Ghazal 173, Verse 5

{173,5}

us chashm-e fusuu;N-gar kaa agar paa))e ishaarah
:tuu:tii kii :tara;h aa))inah guftaar me;N aave

1) from that spell-casting eye, if it would obtain a sign/gesture,
2) like a parrot, the mirror would enter/'come' into speech

Notes:

fusuun : 'Enchantment, incantation, fascination'. (Platts p.781)

 

ishaarah : 'Sign, signal; beck, nod, wink, nudge, gesticulation; pointing to, indication, trace, mark; allusion, hint, clue'. (Platts p.55)

 

aave is an archaic form of aa))e (GRAMMAR)

Nazm:

The beloved's eye famously has the quality that it would speak through a sign/gesture. So when that sign/gesture would be visible in the mirror, the mirror too will speak like a parrot. Here the author has rejected the word 'speaking' [su;xan-go] in favor of 'spell-casting' because for a mirror to speak is unusual and magical. (193)

== Nazm page 193

Bekhud Dihlavi:

He says,'If it would obtain a sign/gesture from her spell-casting eye, then the mirror too, like a parrot, would begin to speak'. (249)

Bekhud Mohani:

First of all, the association of parrots with mirrors is well-known; often they put a picture of a parrot on the back of a mirror. The second meaning is also that when she speaks in signs/gestures, then those with understanding consider that a sweet-speaking parrot is warbling. (338)

FWP:

SETS == MIDPOINTS
EYES {3,1}
MIRROR: {8,3}
SPEAKING: {14,4}

Bekhud Mohani says that people often put a picture of a parrot on the back of a mirror. And pet owners (and experimenters) often provide parrots with mirrors, to see how the birds will react. (Do they recognize themselves? Do they talk to the mirror-parrot as to another bird?) So parrots and mirrors have their own relationship already. For more on such parrot-and-mirror verses, see {29,2}.

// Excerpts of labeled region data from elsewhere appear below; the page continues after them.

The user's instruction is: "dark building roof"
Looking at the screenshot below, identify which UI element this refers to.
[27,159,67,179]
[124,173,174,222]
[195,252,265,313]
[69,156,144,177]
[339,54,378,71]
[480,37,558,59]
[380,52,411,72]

The mirror is a passive, dead reflector, while the parrot is an active, living, sound-producer, so the two are radically different. Yet there's a strong similarity as well: the mirror is an imitator of one's appearance; the parrot is an imitator of one's voice. The beloved's smallest sign or gesture is so potent that it overrides the boundaries between the two: when the mirror perceives/reflects the beloved's gesture, it begins to speak.

Does it begin to speak 'just as a parrot would begin to speak'-- that is, in response to the same stimulus? Or does it begin to 'speak like a parrot'-- that is, babbling and repetitively echoing? Whether the adverbial 'midpoint' phrase 'like a parrot' describes the act of beginning to speak, or the nature of the speech, is left up to us to decide.

In either case, what might be the nature of the ishaarah , the 'sign/gesture', that inspires the mirror to begin to speak?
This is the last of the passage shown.